Ponad jedna trzecia ankietowanych (37%) jest obecnie mniej zadowolona z rządu federalnego, prawie co druga (47%) jest niezadowolona.
Czołowi politycy też wypadają gorzej
Wskaźniki zadowolenia czołowych polityków również są słabe. Z pracy ministra gospodarki Roberta Habecka co czwarty (27%) jest bardzo zadowolony lub zadowolony. Minister finansów Christian Lindner osiągnął wskaźnik zadowolenia na poziomie 20 procent. Kanclerz Olaf Scholz spadł do poziomu 18 procent. Dla porównania najgorszy wynik Gerharda Schrödera podczas swojej siedmioletniej kadencji wynosił 24 procent, a Angeli Merkel podczas swojej 16-letniej kadencji – 40 procent.
CDU/CSU wyraźnie najsilniejszą siłą
Gdyby wybory federalne odbyły się w niedzielę, SPD osiągnęłaby 15 procent poparcia. CDU/CSU poprawiłaby się nieznacznie do 33 procent, co uczyniłoby ją wyraźnie najsilniejszą siłą polityczną – to jej najwyższy wynik od marca 2021 r. Zieloni straciliby jeden punkt procentowy (11%). Jest to ich najsłabszy wynik w sondażu od kwietnia 2018 r. FDP (Freie Demokratische Partei – Wolna Partia Demokratyczna) znalazłaby się poniżej progu wyborczego na poziomie 4 procent.
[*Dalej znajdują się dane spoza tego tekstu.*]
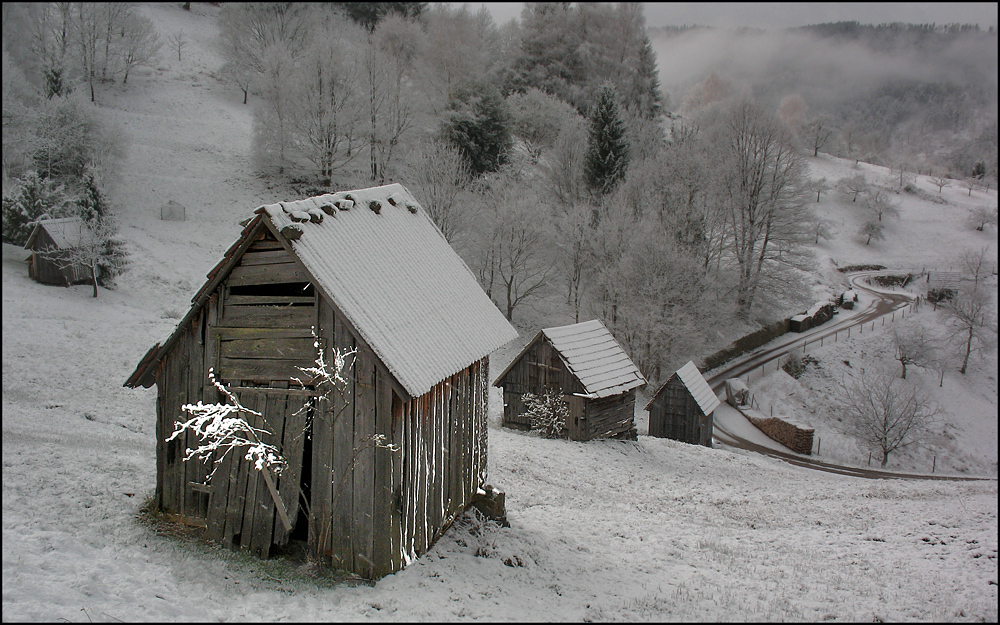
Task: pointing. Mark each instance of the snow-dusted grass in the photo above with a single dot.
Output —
(646, 530)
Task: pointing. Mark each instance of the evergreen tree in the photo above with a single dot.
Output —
(91, 204)
(34, 200)
(608, 149)
(478, 124)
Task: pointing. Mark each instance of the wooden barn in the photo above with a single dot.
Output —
(596, 377)
(50, 240)
(682, 408)
(372, 273)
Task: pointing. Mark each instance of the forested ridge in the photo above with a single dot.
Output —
(549, 150)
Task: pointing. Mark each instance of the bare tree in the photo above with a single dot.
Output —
(982, 216)
(388, 62)
(513, 254)
(941, 182)
(99, 251)
(438, 174)
(888, 412)
(762, 182)
(880, 203)
(819, 186)
(873, 230)
(972, 322)
(853, 186)
(177, 42)
(139, 43)
(817, 133)
(914, 345)
(250, 32)
(573, 229)
(973, 264)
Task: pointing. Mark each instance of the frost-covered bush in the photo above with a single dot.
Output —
(548, 412)
(34, 200)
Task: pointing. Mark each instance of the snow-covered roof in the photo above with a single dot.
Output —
(696, 384)
(592, 354)
(394, 276)
(67, 232)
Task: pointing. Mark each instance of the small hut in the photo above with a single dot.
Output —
(370, 271)
(682, 408)
(173, 211)
(50, 242)
(587, 365)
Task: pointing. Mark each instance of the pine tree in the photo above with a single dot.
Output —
(91, 204)
(608, 149)
(478, 124)
(35, 199)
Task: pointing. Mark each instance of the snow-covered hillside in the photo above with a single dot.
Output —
(603, 530)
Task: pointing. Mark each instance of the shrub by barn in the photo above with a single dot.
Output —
(50, 242)
(682, 408)
(371, 272)
(588, 366)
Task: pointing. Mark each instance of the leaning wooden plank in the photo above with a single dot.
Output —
(293, 443)
(266, 257)
(396, 503)
(382, 538)
(271, 424)
(270, 316)
(260, 369)
(340, 453)
(364, 477)
(270, 348)
(253, 401)
(233, 332)
(268, 274)
(219, 498)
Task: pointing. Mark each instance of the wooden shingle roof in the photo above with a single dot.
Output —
(592, 354)
(696, 384)
(382, 261)
(67, 232)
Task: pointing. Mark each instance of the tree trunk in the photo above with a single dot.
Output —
(968, 350)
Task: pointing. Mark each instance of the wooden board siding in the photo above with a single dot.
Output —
(675, 414)
(44, 264)
(609, 417)
(373, 509)
(539, 367)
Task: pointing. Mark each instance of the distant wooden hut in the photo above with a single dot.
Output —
(50, 241)
(173, 211)
(682, 408)
(371, 272)
(596, 377)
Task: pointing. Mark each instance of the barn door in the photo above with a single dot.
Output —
(242, 509)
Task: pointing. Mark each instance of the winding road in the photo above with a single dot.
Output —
(883, 303)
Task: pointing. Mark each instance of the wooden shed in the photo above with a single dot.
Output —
(50, 240)
(371, 272)
(596, 377)
(682, 408)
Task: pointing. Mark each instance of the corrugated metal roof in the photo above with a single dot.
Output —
(398, 281)
(698, 387)
(593, 355)
(67, 232)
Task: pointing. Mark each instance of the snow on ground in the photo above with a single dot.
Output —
(645, 530)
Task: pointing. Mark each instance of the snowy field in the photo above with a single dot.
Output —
(645, 530)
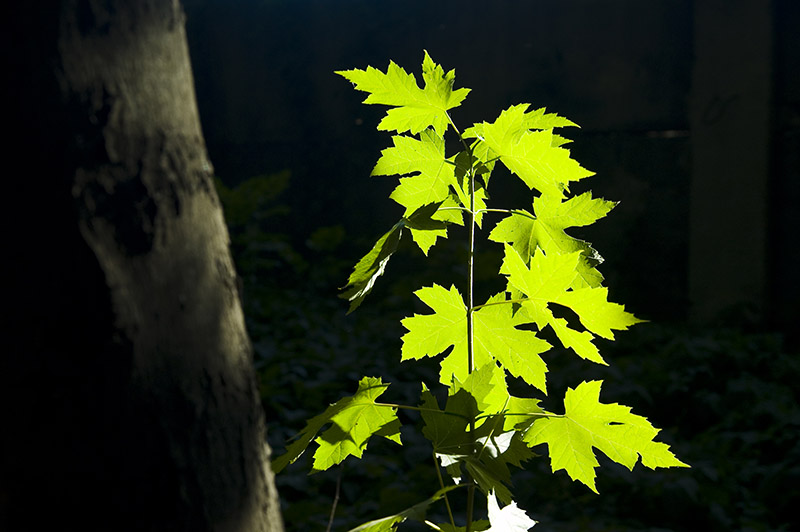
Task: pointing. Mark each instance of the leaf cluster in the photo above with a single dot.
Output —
(483, 429)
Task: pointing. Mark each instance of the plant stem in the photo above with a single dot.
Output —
(470, 324)
(470, 304)
(441, 485)
(335, 499)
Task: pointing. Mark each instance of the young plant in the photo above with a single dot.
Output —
(482, 429)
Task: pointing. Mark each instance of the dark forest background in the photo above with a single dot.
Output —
(716, 367)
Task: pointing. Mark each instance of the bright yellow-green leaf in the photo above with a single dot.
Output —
(430, 334)
(588, 424)
(354, 419)
(525, 232)
(424, 158)
(548, 280)
(370, 267)
(414, 109)
(534, 156)
(517, 350)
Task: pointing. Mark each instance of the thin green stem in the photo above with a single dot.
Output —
(470, 506)
(441, 485)
(523, 300)
(417, 409)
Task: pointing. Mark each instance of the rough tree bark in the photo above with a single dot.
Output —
(129, 400)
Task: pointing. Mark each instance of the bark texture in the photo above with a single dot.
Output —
(129, 385)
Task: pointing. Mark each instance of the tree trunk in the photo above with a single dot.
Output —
(131, 401)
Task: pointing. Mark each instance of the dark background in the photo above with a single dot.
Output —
(659, 88)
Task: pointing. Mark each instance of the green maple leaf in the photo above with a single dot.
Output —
(496, 338)
(416, 512)
(354, 420)
(424, 158)
(430, 334)
(517, 350)
(427, 224)
(415, 109)
(546, 230)
(547, 280)
(587, 424)
(508, 519)
(535, 156)
(371, 266)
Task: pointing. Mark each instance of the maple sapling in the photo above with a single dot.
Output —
(483, 429)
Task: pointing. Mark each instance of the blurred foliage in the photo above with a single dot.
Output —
(728, 400)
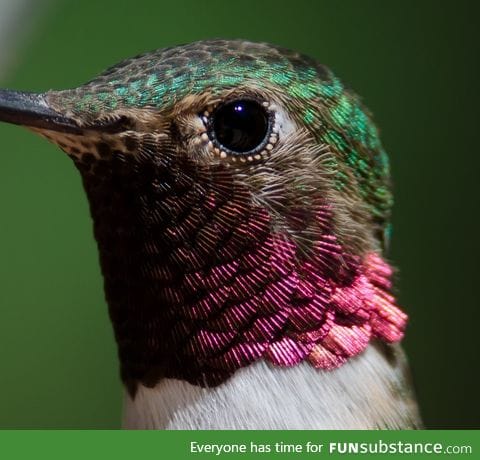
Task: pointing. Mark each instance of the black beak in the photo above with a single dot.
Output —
(32, 110)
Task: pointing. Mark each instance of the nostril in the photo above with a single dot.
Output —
(112, 124)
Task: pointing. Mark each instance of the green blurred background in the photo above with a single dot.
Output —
(415, 63)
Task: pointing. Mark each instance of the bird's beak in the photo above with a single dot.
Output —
(33, 111)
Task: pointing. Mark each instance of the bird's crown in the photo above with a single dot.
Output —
(240, 196)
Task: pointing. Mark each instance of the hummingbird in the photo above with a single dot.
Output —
(241, 200)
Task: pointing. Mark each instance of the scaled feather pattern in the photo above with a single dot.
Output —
(209, 267)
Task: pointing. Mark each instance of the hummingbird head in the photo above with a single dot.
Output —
(240, 198)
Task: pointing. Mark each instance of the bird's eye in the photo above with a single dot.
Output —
(240, 127)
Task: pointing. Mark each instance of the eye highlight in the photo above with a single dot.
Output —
(241, 129)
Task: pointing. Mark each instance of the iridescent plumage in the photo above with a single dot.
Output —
(210, 265)
(213, 260)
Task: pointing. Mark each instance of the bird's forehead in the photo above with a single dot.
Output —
(162, 78)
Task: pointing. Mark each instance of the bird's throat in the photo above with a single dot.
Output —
(199, 282)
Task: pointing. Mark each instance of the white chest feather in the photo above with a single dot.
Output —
(369, 392)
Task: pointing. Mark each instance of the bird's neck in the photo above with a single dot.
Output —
(370, 392)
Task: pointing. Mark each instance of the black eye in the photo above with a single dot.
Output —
(240, 127)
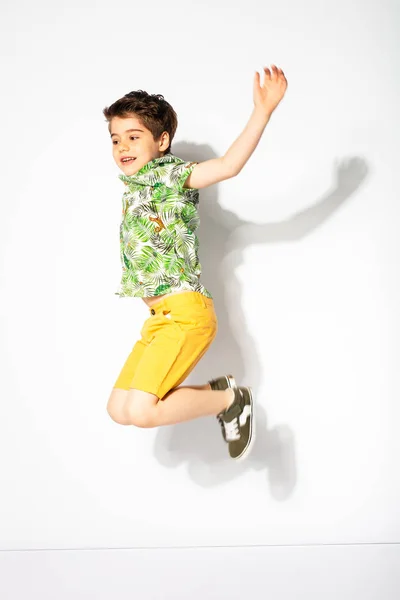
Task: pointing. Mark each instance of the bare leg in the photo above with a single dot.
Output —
(135, 407)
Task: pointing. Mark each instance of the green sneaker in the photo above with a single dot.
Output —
(222, 383)
(238, 423)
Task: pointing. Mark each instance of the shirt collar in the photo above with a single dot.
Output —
(151, 172)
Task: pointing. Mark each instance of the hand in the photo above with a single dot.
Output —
(268, 95)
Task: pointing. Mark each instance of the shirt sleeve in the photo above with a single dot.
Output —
(178, 173)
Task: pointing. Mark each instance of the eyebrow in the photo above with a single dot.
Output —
(128, 130)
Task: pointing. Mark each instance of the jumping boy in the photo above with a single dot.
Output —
(160, 264)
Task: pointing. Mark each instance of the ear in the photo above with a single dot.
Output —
(163, 142)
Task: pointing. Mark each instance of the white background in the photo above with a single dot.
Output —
(300, 251)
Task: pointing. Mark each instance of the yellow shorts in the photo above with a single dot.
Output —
(174, 338)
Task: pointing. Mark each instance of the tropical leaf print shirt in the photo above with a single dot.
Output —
(158, 241)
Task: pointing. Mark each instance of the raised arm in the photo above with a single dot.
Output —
(266, 98)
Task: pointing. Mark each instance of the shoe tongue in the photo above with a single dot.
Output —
(232, 412)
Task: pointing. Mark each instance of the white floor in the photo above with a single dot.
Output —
(353, 572)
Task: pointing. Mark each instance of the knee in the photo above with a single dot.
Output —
(116, 413)
(140, 414)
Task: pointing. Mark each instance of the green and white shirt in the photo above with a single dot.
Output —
(158, 241)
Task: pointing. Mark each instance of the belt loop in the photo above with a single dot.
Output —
(203, 300)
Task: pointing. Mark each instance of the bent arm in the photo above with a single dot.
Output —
(218, 169)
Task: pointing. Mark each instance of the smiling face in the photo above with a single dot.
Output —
(132, 140)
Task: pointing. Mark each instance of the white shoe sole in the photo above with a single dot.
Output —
(252, 438)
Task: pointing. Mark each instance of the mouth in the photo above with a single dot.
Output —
(127, 160)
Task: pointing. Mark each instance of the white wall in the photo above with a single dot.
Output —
(301, 252)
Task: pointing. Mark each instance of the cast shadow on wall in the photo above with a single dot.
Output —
(223, 236)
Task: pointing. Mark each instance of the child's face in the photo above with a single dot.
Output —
(138, 144)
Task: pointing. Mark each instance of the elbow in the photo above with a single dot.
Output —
(231, 171)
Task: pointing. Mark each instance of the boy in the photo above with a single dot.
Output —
(159, 257)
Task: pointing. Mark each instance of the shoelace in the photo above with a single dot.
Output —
(232, 430)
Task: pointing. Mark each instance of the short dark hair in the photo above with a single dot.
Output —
(152, 110)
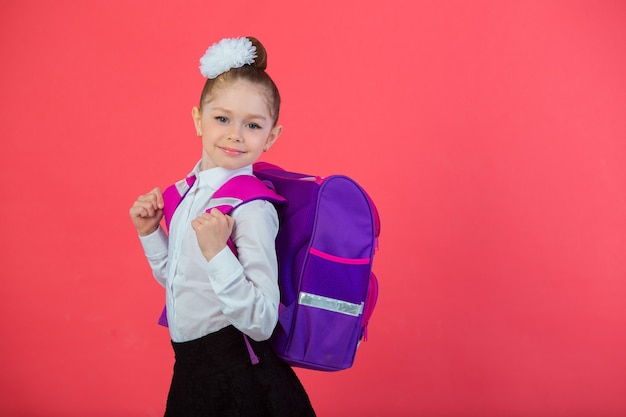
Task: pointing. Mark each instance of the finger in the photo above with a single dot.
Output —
(230, 221)
(159, 198)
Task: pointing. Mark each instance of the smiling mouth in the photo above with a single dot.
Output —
(232, 151)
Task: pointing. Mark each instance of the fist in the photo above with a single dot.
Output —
(147, 212)
(212, 231)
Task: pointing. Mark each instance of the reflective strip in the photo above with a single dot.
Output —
(225, 201)
(330, 304)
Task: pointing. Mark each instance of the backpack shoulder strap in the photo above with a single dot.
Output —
(243, 189)
(173, 195)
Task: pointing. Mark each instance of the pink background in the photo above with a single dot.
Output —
(491, 134)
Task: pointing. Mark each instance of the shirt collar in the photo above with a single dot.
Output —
(216, 177)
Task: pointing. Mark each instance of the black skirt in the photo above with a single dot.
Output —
(214, 376)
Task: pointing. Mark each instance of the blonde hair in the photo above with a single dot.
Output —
(253, 73)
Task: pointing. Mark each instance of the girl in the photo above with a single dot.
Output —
(213, 296)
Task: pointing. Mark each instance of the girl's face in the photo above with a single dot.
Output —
(236, 125)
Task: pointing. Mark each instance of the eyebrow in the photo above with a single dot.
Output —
(249, 116)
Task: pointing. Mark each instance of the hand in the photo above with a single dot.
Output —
(147, 212)
(212, 231)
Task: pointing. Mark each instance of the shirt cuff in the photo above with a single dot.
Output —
(155, 243)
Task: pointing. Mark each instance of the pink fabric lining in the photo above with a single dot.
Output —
(348, 261)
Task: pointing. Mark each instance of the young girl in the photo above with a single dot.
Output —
(213, 296)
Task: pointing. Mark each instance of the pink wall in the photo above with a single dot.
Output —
(491, 134)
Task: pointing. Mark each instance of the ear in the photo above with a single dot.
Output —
(273, 137)
(196, 114)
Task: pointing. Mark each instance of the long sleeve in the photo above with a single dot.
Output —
(155, 246)
(247, 286)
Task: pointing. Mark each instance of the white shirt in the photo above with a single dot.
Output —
(203, 296)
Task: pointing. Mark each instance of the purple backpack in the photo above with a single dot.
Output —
(328, 234)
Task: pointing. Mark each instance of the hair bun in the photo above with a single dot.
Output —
(260, 61)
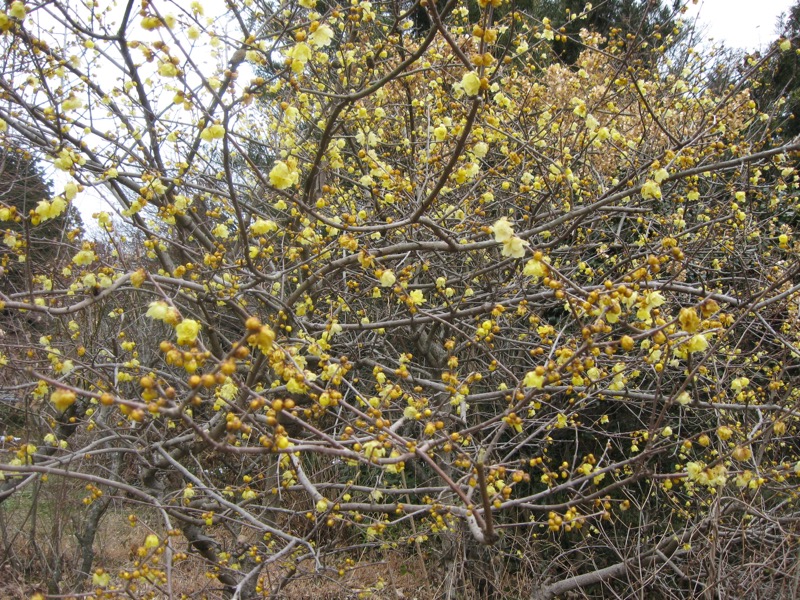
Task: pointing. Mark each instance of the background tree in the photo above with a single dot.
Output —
(440, 300)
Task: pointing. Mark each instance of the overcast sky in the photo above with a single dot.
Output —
(745, 24)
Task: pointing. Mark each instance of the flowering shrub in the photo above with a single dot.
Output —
(405, 289)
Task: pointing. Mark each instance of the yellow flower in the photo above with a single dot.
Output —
(739, 383)
(647, 303)
(300, 55)
(100, 578)
(321, 37)
(282, 177)
(62, 399)
(417, 297)
(387, 278)
(660, 175)
(50, 210)
(651, 189)
(187, 331)
(261, 226)
(502, 230)
(697, 343)
(17, 10)
(167, 69)
(221, 231)
(534, 379)
(71, 103)
(471, 83)
(151, 23)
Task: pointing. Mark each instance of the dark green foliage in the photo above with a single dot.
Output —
(22, 187)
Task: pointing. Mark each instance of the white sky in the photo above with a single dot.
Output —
(747, 24)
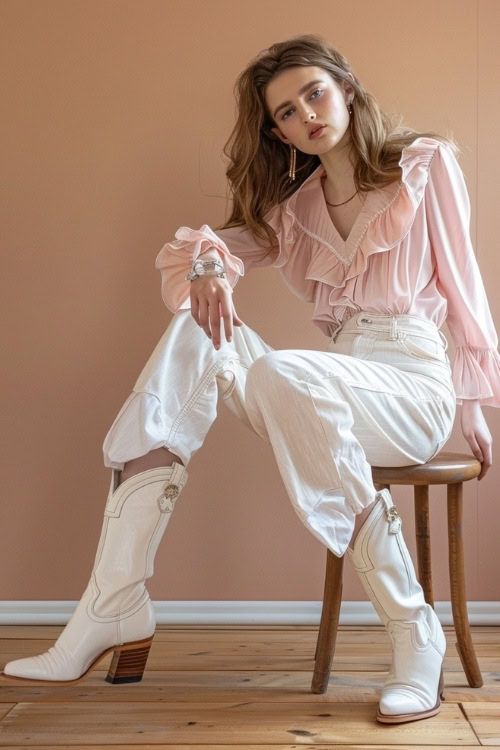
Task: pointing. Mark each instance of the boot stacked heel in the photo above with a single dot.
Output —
(128, 665)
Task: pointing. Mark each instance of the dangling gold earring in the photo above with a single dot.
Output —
(293, 159)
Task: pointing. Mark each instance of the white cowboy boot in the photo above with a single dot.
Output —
(115, 612)
(381, 558)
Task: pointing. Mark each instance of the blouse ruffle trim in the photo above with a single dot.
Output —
(476, 375)
(175, 259)
(383, 229)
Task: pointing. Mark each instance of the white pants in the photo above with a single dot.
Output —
(381, 395)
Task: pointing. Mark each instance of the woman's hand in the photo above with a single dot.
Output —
(210, 300)
(476, 432)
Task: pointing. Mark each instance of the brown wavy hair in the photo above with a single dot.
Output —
(259, 161)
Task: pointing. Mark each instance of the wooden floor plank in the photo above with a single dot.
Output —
(485, 720)
(208, 688)
(225, 722)
(274, 687)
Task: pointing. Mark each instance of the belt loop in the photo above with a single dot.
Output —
(444, 340)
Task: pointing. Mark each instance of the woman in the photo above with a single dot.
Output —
(369, 223)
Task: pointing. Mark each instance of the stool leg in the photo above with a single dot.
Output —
(464, 643)
(423, 536)
(327, 634)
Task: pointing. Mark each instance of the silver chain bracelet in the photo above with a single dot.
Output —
(206, 268)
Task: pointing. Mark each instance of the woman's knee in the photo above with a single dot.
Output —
(152, 460)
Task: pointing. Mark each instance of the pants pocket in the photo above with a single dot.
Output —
(421, 347)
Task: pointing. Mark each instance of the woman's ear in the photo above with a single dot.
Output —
(278, 134)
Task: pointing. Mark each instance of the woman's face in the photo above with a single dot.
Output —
(306, 90)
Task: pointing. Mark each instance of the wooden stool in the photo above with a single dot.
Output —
(452, 469)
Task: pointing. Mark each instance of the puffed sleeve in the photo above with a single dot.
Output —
(476, 365)
(237, 246)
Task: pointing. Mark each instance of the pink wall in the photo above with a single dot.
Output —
(115, 114)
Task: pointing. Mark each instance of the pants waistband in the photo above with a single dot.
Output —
(396, 325)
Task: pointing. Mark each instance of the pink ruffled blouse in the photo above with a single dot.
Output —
(409, 251)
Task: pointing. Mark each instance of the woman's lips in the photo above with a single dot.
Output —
(317, 132)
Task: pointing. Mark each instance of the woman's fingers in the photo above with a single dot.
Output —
(211, 300)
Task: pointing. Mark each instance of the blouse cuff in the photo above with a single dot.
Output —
(476, 375)
(176, 258)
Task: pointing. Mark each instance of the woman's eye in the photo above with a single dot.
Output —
(289, 110)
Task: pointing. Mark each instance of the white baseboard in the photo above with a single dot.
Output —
(237, 613)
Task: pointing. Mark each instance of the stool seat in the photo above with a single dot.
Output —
(445, 468)
(452, 469)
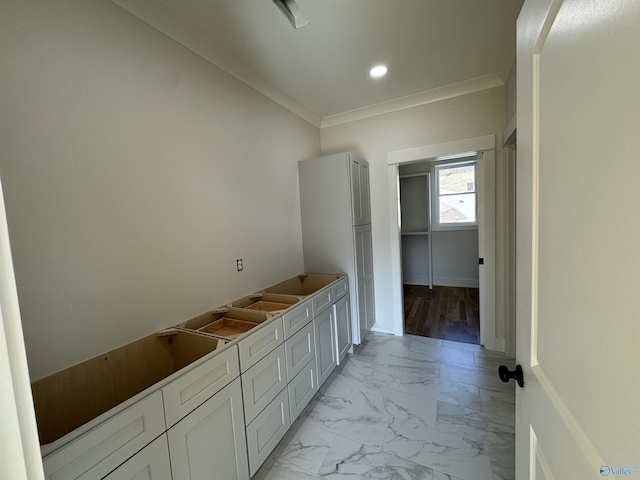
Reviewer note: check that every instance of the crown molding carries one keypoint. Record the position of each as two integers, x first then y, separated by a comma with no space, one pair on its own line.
429,96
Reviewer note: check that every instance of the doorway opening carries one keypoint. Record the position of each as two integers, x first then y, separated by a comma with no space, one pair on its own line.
439,248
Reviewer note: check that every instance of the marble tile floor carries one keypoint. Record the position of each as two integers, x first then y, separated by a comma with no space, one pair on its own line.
404,408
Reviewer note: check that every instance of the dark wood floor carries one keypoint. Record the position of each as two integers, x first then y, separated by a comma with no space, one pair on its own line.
448,313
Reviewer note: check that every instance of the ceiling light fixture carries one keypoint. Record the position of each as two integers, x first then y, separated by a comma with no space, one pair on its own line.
378,71
293,12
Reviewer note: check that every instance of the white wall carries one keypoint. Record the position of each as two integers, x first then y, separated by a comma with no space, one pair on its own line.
461,117
135,173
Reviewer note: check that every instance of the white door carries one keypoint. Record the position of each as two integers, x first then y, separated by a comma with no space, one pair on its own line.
578,237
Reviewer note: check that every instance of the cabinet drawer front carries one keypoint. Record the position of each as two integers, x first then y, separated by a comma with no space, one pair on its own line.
262,382
195,387
321,301
152,463
297,318
299,350
340,289
302,389
108,445
210,442
268,428
260,343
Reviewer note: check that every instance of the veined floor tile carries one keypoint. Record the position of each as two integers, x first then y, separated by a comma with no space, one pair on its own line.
444,452
351,460
277,469
409,360
499,401
373,374
471,376
305,446
401,407
350,421
454,356
440,389
480,427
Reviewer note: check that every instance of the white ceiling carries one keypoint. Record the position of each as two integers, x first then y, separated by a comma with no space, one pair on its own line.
322,68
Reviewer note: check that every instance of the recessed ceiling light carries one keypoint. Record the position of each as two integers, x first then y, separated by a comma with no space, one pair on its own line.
378,71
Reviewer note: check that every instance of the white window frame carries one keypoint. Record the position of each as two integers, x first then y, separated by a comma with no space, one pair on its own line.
435,200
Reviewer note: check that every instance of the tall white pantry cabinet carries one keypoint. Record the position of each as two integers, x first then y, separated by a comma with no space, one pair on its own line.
336,228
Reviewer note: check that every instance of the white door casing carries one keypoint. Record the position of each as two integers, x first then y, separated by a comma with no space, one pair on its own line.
577,239
484,146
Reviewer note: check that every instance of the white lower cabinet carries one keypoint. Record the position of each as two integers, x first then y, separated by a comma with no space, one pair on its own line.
262,382
210,442
302,389
341,310
266,430
151,463
326,355
98,452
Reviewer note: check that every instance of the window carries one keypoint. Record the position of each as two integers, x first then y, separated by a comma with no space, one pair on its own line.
456,194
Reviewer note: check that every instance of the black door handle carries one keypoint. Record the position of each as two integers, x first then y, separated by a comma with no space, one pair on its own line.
505,374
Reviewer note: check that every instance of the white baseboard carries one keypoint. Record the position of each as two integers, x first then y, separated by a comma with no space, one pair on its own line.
457,282
415,280
384,330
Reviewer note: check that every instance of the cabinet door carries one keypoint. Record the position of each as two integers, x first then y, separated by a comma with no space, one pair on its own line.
193,388
262,383
326,357
302,389
210,442
360,202
266,430
342,327
260,343
364,283
151,463
111,443
300,349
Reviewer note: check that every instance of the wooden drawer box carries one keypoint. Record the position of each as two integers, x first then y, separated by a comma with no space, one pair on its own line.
110,444
340,289
269,303
227,323
262,382
72,397
305,284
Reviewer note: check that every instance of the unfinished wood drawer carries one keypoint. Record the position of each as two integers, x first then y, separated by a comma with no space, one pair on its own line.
302,389
260,343
297,318
340,289
266,430
299,350
196,386
321,301
107,446
262,382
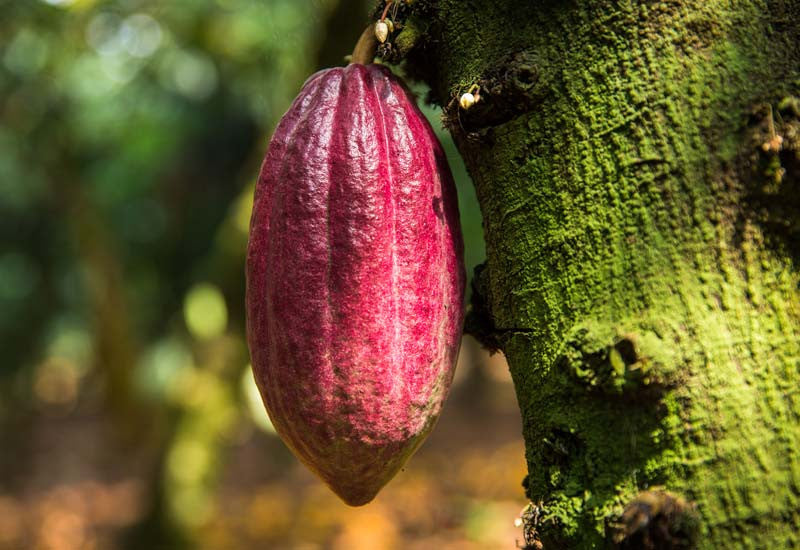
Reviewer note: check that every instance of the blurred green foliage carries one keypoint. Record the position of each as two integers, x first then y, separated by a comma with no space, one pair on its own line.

AfD poprawiła się o jeden punkt i obecnie otrzymałaby 17 procent. Lewica ma obecnie 3 procent, a sojusz Sahra Wagenknecht 8 procent poparcia.
Co drugi respondent (50%) uważa obecnie, że rząd federalny kierowany przez CDU/CSU działałby równie dobrze lub równie źle, jak obecny rząd federalny składający się z SPD, Zielonych i FDP. Jedna czwarta (25 proc.) uważa, że byłby on w stanie lepiej rozwiązać zadania i problemy stojące przed Niemcami. Jeden na sześciu (17 procent) uważa, że rząd federalny pod przewodnictwem CDU/CSU wykonałby gorszą pracę niż obecny rząd.
77 procent chce innej polityki azylowej i uchodźczej
Trzech na czterech Niemców (77 procent) jest obecnie zdania, że potrzebna jest zasadniczo inna polityka azylowa i uchodźcza, aby mniej ludzi przyjeżdżało do Niemiec. 18 procent uważa, że taka zmiana w polityce azylowej i uchodźczej jest niepotrzebna.
Obecnie jeden na dwóch (48 procent) wymienia imigrację jako jeden z dwóch najważniejszych problemów politycznych, którymi niemieccy politycy muszą się pilnie zająć. Następne w kolejności są gospodarka (20%) i niesprawiedliwość społeczna, ochrona środowiska i klimatu oraz edukacja (po 12%).
Kwestia bezpieczeństwa wewnętrznego również stała się bardziej istotna dla obywateli: Jeden na dziesięciu wyborców (10 proc.) wymienił ją jako jeden z najważniejszych problemów politycznych.